Art History For Early Ages
The history of art can be traced back to as early as the pre-historic times. Parietal art in the form of petroglyphs and rock paintings have been discovered in the Neolithic period. While a petroglyph denotes an image created on stone or rocks through carving or incision; rock paintings were illustrations created on rocks. However, the real purpose of art in those times is still debatable.
Petroglyphs have been found all over the world in continents such as Asia, North and South America and Europe. These forms of art could have been used for communication, rituals or as calendars. Rock paintings seemed more natural in their form but they mainly depicted animals. Human figures were seldom taken up as themes. The animals prominent in these paintings were those used for food as well as those symbolizing might such as rhinoceros and cat. Other subjects of rock paintings were handprints, dots and figures representing a human and animal body together in halves. Some of the important cave paintings of early ages can be viewed at Cave of Chauvet in the Ardèche département, France, the work of which dates back to approximately 31,000 BC. The Altamira cave paintings in Spain portraying bisons and other animals were probably produced during roughly 14,000 to 12,000 BC. The most splendid work of that era is represented by the Hall of Bulls in Lascaux in France, which was created in the time period between 15,000 and 10,000 BC.
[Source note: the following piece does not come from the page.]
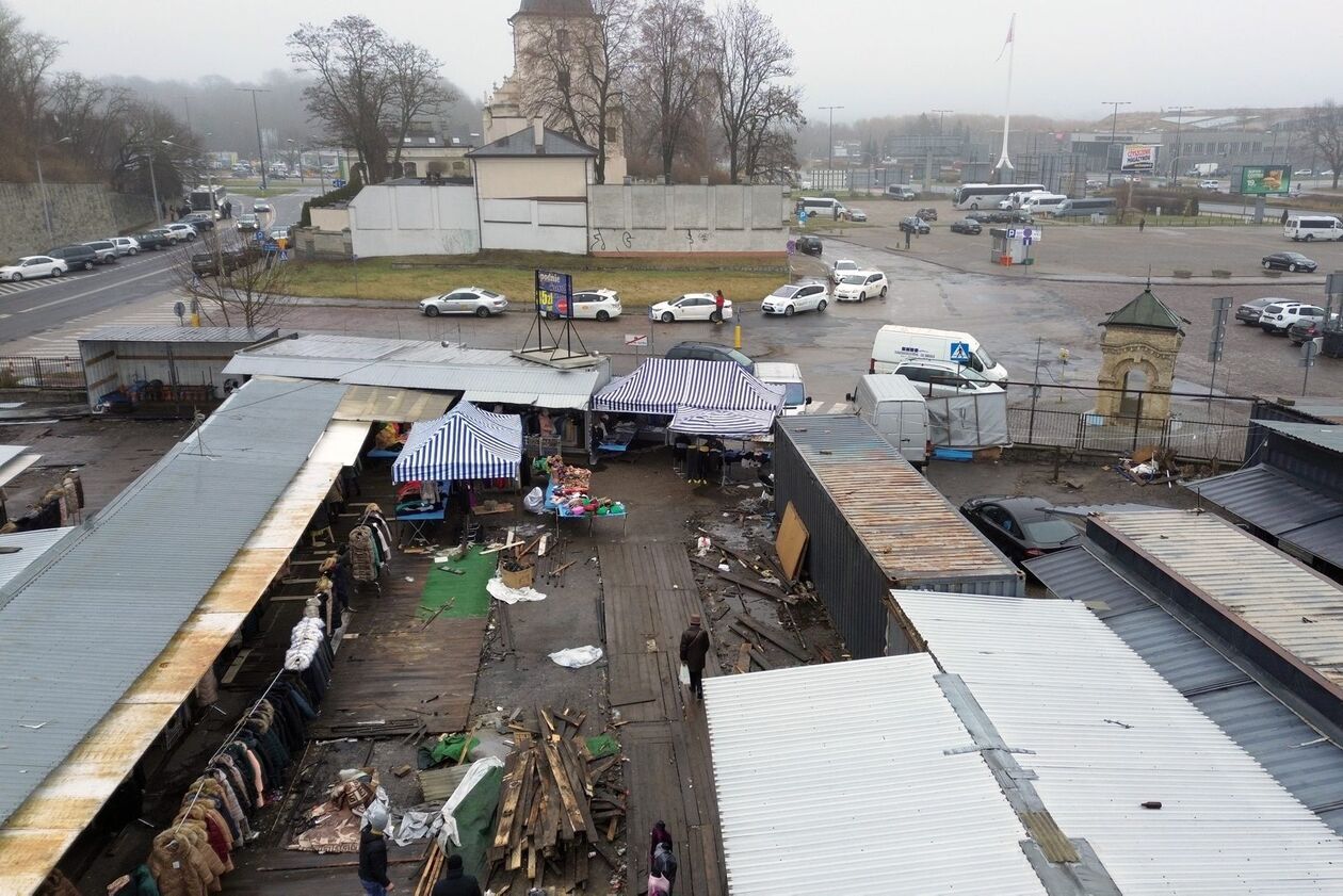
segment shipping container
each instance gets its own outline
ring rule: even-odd
[[[804,568],[857,658],[888,645],[886,595],[916,588],[1025,595],[1025,576],[866,420],[780,418],[775,510],[810,533]]]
It was Aristotle who defined the term ‘Art’ but the term did not mean the same as it does today. It signified an activity supported by knowledge and administered with certain rules. In order to take painting, sculpture or any other activity, it was pertinent to learn the same staying within the restrictions of the respective trade. The Greeks made use of rules to discipline life in totality, which would ultimately bring them harmony in their work. The potential of a painter or sculptor was evaluated in accordance to the extent of rules adhered by the individual in his work. There was no place for creativity or intuition.
In Greek, a painter or sculptor was referred to as ‘banausos’, which meant mechanic. The terminology itself exemplifies the status of these individuals in the ancient social set up. The Greeks and Romans did not acknowledge the vocabulary of ‘fine art’, instead slotted visual art amongst the manual craft. It was only in the early Middle Ages that the term ‘artista’ was invented.